Around 1994 wakeboards started to become symmetrical, with fins on the front and back (fins, like other water devices, provide stability and tracking ability). This allowed the boarder to execute tricks that called for a backwards take-off or landing (referred to as fakie or switch). If you observed the board trends in snowboarding at the time, you would have seen many riders cruising on freestyle boards. These boards are symmetrical which eliminated any differences between the nose and the tail. In snowboarding there are three basic types of rides: freestyle, free ride and alpine. Wakeboarding is less diverse than its winter cousin so freestyle is pretty much the industry norm. However, the boards do come in a couple of shapes. The wider the board the more stable it is. This allows for a rider to attack the waves more aggressively and take to the air with greater ease. In fact I lost my wakeboarding virginity on a wide board.
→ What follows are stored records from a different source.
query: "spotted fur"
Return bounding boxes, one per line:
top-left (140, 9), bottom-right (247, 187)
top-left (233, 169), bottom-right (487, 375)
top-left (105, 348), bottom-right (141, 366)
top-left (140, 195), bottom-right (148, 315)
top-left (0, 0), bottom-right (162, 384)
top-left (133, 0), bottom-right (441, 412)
I used a Hyperlite137 Fluid (manufactured by HO). Apparently this wide board is designed to suit a rider with a “skate/snow style of riding.” A narrower design will make a board faster, carve harder (with more power) and provide a better plane for freestyling.
The pricing mirror reflects the snowboard market. Low-end boards with the price of boots included, range from $250-$300. An intermediate board will run you between $400-$500, while high-end boards will put around a $700 gouge in your wallet.
Despite the flashy photos of boarders flying in bare-skinned acrobatic splendor, a life jacket is a must. Not only is it the law, it wouldn’t take much to knock yourself unconscious— despite water’s deceptive forgiveness. Safe operation requires a spotter as well as a driver. Keep the speed between 15 and 20mph and enjoy!